Greg and Suzi groaned together. It was the Pontiac.
He got Claude Murtand to run the outside camera memory, and watched the Pontiac rolling up to the El Harhari’s front door; the same chauffeur who’d driven it at the Celestious hopped out and opened the doors. Charlotte Fielder and her boy companion climbed in. Greg asked to see it again, a third time. His intuition had set up a feathery itch along his spine.
“Freeze it just before Fielder gets in,” Greg told Claude Murtand. “OK, now enlarge the rear of the car.”
The image jumped up, focusing on the open door and the boot. Charlotte Fielder’s raised foot hovered over the door ledge.
“More,” Greg said.
The image lost definition badly, black metal and darkened glass, fuzzy rectangular shadows stacked together. He peered forward.
“Suzi, look at the rear window, and tell me what you see.”
She sat in Claude Murtand’s seat right in front of the monitor screen, screwed up her eyes. “Shit yes!” she exclaimed.
“What?” Rachel demanded.
Greg tracked an outline down the left-hand side of the rear window, a ghost sliver of deeper darkness. “There’s someone else in there.”
Greg could sense André Dubaud’s growing anger; there was worry in there as well, churning his thought currents into severe agitation.
“It would seem that my office is unable to identify the boy at this time,” the Commissaire said.

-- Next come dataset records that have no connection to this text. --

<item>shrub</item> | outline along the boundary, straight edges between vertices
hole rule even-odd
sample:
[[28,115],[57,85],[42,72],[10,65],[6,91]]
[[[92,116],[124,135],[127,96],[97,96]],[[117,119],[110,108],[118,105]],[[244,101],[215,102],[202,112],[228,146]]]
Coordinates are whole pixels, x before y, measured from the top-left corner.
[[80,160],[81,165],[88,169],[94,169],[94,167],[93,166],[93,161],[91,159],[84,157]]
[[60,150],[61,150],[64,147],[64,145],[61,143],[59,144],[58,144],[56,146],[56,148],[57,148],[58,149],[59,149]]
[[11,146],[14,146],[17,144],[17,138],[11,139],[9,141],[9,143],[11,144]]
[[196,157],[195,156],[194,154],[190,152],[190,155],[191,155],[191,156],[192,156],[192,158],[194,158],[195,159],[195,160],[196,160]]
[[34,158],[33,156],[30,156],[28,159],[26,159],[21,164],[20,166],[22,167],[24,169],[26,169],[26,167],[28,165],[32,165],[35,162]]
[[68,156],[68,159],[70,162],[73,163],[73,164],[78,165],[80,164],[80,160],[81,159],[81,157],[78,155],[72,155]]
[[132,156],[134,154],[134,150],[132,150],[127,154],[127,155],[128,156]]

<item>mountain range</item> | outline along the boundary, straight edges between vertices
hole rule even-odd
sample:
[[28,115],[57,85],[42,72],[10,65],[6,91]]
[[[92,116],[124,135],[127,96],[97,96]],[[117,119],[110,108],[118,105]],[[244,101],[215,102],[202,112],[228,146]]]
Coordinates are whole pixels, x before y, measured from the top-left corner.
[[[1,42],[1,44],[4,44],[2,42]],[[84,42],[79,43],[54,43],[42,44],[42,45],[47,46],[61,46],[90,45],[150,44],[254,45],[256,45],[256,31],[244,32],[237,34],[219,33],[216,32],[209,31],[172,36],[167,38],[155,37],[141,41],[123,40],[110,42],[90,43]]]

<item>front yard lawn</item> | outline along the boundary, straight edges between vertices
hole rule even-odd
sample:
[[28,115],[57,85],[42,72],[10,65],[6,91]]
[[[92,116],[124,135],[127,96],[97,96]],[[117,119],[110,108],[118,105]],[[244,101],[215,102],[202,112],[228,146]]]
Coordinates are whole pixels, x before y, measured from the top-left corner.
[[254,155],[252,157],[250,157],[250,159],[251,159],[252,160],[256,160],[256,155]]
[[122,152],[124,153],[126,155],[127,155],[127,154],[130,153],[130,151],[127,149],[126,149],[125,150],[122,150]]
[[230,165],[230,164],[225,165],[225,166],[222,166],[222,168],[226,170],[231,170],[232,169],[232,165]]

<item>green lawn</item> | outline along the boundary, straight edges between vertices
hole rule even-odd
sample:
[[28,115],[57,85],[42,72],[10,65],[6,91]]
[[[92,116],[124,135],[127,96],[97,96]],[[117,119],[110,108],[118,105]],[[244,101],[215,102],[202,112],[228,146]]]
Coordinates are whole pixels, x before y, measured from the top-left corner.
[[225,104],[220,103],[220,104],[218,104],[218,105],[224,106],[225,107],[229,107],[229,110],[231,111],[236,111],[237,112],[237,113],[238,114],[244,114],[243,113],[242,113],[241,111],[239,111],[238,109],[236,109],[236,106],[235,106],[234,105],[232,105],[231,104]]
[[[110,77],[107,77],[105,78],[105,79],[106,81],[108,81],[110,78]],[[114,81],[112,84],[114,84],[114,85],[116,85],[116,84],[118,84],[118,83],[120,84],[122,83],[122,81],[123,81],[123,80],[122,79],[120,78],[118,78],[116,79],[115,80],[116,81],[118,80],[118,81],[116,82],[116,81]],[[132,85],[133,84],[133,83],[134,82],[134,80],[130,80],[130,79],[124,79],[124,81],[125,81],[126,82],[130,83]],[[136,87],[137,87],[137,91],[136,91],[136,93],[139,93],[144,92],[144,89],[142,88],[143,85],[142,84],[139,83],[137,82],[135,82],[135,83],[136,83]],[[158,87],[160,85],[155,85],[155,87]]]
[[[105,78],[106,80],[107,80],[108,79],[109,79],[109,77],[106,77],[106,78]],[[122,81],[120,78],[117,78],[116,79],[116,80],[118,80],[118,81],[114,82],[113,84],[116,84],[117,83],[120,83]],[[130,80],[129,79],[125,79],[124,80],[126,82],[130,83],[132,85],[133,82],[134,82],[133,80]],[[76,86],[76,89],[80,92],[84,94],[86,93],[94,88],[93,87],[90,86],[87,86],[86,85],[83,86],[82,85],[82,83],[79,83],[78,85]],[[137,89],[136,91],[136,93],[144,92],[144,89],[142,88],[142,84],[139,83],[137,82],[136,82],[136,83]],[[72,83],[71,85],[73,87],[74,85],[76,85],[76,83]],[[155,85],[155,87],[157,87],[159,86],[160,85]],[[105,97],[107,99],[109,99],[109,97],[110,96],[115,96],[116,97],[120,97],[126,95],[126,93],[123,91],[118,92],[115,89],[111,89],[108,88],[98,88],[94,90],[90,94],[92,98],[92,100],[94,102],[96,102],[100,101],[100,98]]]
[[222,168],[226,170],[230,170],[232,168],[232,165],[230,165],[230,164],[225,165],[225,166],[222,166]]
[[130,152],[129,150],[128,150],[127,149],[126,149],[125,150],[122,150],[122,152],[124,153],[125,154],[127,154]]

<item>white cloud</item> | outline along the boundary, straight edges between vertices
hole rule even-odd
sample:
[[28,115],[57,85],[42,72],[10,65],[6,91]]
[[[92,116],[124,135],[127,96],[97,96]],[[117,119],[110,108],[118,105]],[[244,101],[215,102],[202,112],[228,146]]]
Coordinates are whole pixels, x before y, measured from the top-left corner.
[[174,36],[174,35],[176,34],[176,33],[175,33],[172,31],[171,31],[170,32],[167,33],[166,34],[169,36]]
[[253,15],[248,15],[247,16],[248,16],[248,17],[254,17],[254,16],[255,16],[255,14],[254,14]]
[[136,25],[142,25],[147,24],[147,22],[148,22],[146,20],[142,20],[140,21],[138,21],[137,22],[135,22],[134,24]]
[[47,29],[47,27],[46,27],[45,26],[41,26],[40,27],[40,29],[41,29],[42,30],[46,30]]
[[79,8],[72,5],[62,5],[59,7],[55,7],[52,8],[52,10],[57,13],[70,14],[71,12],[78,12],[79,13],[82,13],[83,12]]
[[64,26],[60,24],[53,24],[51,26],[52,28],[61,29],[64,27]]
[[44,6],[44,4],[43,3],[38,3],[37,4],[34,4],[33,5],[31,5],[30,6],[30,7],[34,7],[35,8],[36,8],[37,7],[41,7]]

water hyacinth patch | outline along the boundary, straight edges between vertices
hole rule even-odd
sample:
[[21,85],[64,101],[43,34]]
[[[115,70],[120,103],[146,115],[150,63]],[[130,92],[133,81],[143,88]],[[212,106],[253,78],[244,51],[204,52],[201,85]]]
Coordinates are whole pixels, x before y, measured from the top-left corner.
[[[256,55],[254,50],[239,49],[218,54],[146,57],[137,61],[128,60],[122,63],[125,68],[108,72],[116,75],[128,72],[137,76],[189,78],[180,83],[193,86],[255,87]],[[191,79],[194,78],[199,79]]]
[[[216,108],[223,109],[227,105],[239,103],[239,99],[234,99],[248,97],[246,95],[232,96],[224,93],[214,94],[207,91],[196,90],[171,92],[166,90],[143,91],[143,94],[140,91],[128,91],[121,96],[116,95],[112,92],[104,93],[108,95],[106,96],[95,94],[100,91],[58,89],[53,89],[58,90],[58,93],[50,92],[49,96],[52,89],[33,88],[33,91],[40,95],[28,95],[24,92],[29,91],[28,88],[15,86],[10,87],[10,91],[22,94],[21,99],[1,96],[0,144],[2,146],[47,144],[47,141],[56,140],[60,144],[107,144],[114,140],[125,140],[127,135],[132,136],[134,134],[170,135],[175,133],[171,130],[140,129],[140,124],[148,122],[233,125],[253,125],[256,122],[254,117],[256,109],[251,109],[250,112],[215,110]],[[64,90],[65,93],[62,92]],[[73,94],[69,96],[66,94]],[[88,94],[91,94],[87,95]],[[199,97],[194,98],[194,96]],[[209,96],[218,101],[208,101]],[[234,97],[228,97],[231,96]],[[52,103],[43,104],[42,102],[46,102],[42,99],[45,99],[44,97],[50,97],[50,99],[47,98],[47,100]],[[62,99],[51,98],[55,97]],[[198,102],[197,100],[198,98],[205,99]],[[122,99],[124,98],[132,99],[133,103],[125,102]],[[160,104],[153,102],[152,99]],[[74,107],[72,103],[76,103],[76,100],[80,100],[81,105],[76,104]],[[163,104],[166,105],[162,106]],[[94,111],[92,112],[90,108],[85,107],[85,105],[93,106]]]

Greg knew how much the admission hurt him. The Nice sacking was burned into the psyche of Monégasque nationals, everything they’d done since had been structured around safeguarding the principality. Now people were coming and going as they pleased. The wrong sort of people.
“No shit,” Suzi said, and there was too much insolence even for her.
“Madame, everyone who comes to Monaco is entered in the police memory core. Everyone. No exceptions.”